BÖLÜM 30

104 69 1
                                    

   İnsan her zaman aklıyla kalbi arasında ikilemde kalır ve sonra bir seçim yapar. Peki aklı da kalbi de ikiye bölünmüşse. Çoktan seçmeli sıkıntıların içinde doğru cevabı aramak beyin yorucuydu. Ama sanırım kendimce doğru cevabı bulmuştum. Belki bedeli ağır olabilirdi, ama doğru olanı yapacaktım. Uygun bir anda Kerem'e her şeyi ben anlatacaktım.

   Gülten teyzenin evine gitmek için hazırlanmış ve evin yolunu tutmuştuk. Turna'da içten içe süren gerginlik hepimize yansımıştı. Sessiz bir şekilde Gülten teyzenin evinin önüne gelmiştik.

    "Hoşgeldiniz çocuklar" diye gülümseyerek kapıyı açtı Gülten teyze.

   "Hoşbulduk Gülten teyze" diyerek Yiğit sarıldı Gülten teyzeye. Sırasıyla hepimiz sarıldık ve içeri girdik. Biraz önceki sıkıntı hemen dağılmıştı. Tabiki Turna da hariç.
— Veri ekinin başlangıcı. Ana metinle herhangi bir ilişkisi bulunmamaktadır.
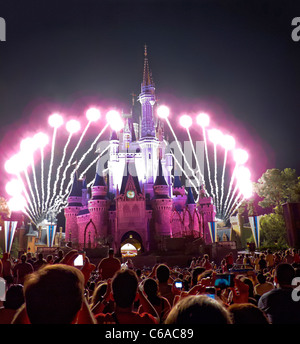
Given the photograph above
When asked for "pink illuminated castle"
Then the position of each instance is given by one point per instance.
(134, 197)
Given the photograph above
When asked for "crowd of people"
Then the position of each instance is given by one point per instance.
(51, 290)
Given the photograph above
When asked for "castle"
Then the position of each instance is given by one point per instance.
(135, 198)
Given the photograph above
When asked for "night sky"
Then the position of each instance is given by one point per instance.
(234, 59)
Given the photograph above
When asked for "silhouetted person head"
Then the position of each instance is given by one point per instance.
(261, 278)
(151, 290)
(14, 297)
(54, 294)
(162, 273)
(198, 309)
(124, 288)
(284, 274)
(247, 313)
(195, 274)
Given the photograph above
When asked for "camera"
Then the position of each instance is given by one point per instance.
(210, 292)
(178, 285)
(79, 260)
(224, 281)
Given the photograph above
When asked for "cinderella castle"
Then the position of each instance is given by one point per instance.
(135, 199)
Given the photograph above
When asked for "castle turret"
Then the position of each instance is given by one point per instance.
(148, 140)
(192, 227)
(208, 212)
(113, 163)
(98, 206)
(71, 211)
(162, 204)
(83, 216)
   "Otursana kızım" diye Gülten teyze seslenene kadar Turna oturmayı bile düşünmedi sanırım. Neden bu kadar stres yaptı anlamadım. Turna Yiğit'in yanına geçip oturdu.

   "Nasılsın oğlum, burada seni görmesek evlendiğini duymayacağız" diyerek Yiğit'e sitem ediyordu adeta.

   "Haklısın Gülten teyze, ama böyle oldu işte. Güneş ve Kerem'le evlenirken tanıştık. Buraya da biraz kafa dinlemeye geldik." dedi Yiğit. Sanırım buraya gelmemizdeki amaç hepimizde aynıydı: kafa dinlemek.

   "İyi yapmışsın oğlum, gelinini annenle tanıştıracak mısın" dedi Gülten teyze Yiğit'e. Hepimiz Yiğit'e bakıyorduk, Yiğit ise yere.

   "Annemin mezarı burada" dedi hüzünlenerek. "Ben pek düşünmedim bu konuyu. Belki.. Daha sonra" dedi Yiğit kekeleyerek.

   "Ah be oğlum, o zamanda içindeki acıyı öteledin böyle. Gitmedin değil mi o günden beri mezarlığa". Yiğit sadece hayır anlamında kafasını salladı.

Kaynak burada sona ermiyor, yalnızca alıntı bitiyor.